If we truly want to be uncensored, if we want to be free to express our views and anger and if we do want to have the ability to sway others, why then do we use such small, meaningless words?




14 comments:

Mary said, 

Hate to one up you but how about the language of Bleep outside church on Sunday morning?

Is Bleep Language for foreign language credits in school?
Mary

August 11, 2010 at 10:38 AM  
Gail said, 

I think the use of curse words shows lack of knowledge about our language.

Other words may be censored too. I do have some favorite words that I avoid because they are so strong, such as hate...never allow that word.

My grandson asked me one time when he would be old enough to use the S-word. I spilled my speech about learning to use our language with skill and not using these words. Then it dawned on me, I asked, what S-word are we talking about??

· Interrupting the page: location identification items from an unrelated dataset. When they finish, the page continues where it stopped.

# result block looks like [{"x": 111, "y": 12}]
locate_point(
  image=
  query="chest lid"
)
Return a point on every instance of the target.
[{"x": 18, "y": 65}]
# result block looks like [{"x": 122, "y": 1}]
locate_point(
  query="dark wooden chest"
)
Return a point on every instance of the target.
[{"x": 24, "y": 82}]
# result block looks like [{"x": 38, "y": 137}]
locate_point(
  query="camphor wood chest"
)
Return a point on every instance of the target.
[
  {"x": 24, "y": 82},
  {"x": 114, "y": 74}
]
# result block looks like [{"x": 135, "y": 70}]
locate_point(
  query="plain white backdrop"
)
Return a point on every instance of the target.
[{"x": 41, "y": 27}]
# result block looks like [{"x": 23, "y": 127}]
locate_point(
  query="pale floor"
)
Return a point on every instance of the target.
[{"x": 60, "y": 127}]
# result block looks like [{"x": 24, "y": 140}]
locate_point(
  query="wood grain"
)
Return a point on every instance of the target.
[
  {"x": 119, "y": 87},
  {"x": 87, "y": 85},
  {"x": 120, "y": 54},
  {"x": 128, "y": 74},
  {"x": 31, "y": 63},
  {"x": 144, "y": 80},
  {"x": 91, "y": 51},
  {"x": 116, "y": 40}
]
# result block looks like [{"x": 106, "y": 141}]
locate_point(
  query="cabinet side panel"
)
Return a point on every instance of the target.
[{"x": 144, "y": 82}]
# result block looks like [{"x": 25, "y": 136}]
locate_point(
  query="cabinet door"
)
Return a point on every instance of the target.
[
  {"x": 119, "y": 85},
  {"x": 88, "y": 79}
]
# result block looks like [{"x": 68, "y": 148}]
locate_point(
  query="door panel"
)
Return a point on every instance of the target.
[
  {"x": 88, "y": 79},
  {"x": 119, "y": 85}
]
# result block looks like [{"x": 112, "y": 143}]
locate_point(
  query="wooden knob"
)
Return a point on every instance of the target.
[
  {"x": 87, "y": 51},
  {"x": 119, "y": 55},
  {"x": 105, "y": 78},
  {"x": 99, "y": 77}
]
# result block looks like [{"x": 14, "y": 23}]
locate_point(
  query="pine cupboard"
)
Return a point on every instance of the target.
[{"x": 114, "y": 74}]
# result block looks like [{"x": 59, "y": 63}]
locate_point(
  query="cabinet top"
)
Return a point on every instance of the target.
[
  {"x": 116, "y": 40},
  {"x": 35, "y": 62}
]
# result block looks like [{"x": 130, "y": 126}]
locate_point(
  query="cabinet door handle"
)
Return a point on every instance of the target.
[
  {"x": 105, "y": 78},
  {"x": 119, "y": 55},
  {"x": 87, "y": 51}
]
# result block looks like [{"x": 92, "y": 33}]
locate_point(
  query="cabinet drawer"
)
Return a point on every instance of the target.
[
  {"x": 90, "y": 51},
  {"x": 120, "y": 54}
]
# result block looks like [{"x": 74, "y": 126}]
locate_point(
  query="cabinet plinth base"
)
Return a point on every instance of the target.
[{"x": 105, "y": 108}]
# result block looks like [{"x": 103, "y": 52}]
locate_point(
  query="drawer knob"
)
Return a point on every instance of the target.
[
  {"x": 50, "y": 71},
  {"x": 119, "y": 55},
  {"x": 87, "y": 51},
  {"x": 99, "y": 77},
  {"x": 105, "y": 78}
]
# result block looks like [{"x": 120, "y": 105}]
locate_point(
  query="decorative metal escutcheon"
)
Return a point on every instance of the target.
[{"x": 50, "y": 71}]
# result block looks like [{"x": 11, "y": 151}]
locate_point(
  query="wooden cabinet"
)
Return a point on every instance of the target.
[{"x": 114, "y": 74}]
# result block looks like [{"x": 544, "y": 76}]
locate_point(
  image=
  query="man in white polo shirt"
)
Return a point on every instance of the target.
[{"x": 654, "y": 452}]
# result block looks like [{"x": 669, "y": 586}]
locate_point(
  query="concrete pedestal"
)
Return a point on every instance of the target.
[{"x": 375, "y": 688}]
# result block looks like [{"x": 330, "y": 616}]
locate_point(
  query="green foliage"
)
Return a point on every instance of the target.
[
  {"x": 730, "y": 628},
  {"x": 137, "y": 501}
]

"Shut-up" was his s-word!!!

August 11, 2010 at 2:48 PM  
welcome to my world of poetry said, 

My children don't like their children hearing bleep words but once they start school they come home with words even their parents don't use, We can explain that some words are not acceptable in every conversation and it's not nice to hear but they have minds of their own and I trust common sense will take over.

Loved the read Jules.
Yvonne.

August 11, 2010 at 3:32 PM  
Alex J. Cavanaugh said, 

Foul language is a sign of a poor vocabulary. Yes, if I'm mad, I'll use an expletive, but I don't use those words in every day conversation.

August 11, 2010 at 4:23 PM  
arlee bird said, 

This is one of my pet peeves. I hear language like this all over the place and even see it on T-shirts and bumper stickers. I think the whole concept of "Freedom of Speech" has been obscenely misinterpreted.

Lee
Tossing It Out

August 11, 2010 at 6:35 PM  
Journaling Woman said, 

Maybe it's my upbringing, maybe it's my faith, or maybe it's how expletives feel on my tongue, but cursing isn't for me except when I break toes.

Another great post.

T

August 11, 2010 at 6:58 PM  
Holly said, 

I agree 100%!! Love this post!! I think THIS should be linked up on my AWARENESS HOP!! (((HUGS)))

August 11, 2010 at 9:50 PM  
Holly said, 

LOL @Gail!!
The "other" S words in our house are Stupid & Shut-up

I just had to add what a turn off it is to read blogs that can't express their emotion without cursing throughout... I have to leave those. They're not for me, either.

Looks like I'm in GOOD COMPANY here!

August 11, 2010 at 9:54 PM  
Kelly said, 

One more reason I don't have TV :)
Loved the read, and will come back again to read you flippin' blog, lol!!!!

August 12, 2010 at 12:52 AM  
Jules said, 

It is nice to know we all look for BIG words instead of small minds.

Thank you all for commenting :D

August 12, 2010 at 6:46 AM  
Christine H said, 
This comment has been removed by the author.
August 13, 2010 at 8:03 AM  
Christine H said, 

This reminds me of an incident recently in which I was talking at a party and said, "I swear,..." My eight year old said to me, "Mom, you just broke a commandment!"

I said, "Oh, really? Which one."

"You swore!"

Now, my husband frequently uses colorful language and I try very hard to avoid it, so this was pretty funny.

Regarding big words: I used to have a much better vocabulary, but I found that people thought I was stuck up so I intentionally "dumbed down" my conversation around the time I was eighteen. For a while I worked at a university and cherished the intellectual conversations there, but when I came home again I turned it off.

Very sad. You should check out my latest post, which includes an excerpt from a novel written in the 1930's. It is witty, fast-past dialogue but it is also intelligent. And no bleeps.

August 13, 2010 at 8:06 AM  
kobico said, 

I do not have children of my own, so I can't really say how I would raise them. I do know that my sister chose not to shelter my niece from expletives and other harsh realities of life, but was very good about telling her what she considered acceptable. My niece has turned out to be a caring, articulate young woman, so I think that in this particular case, the correct decision was made.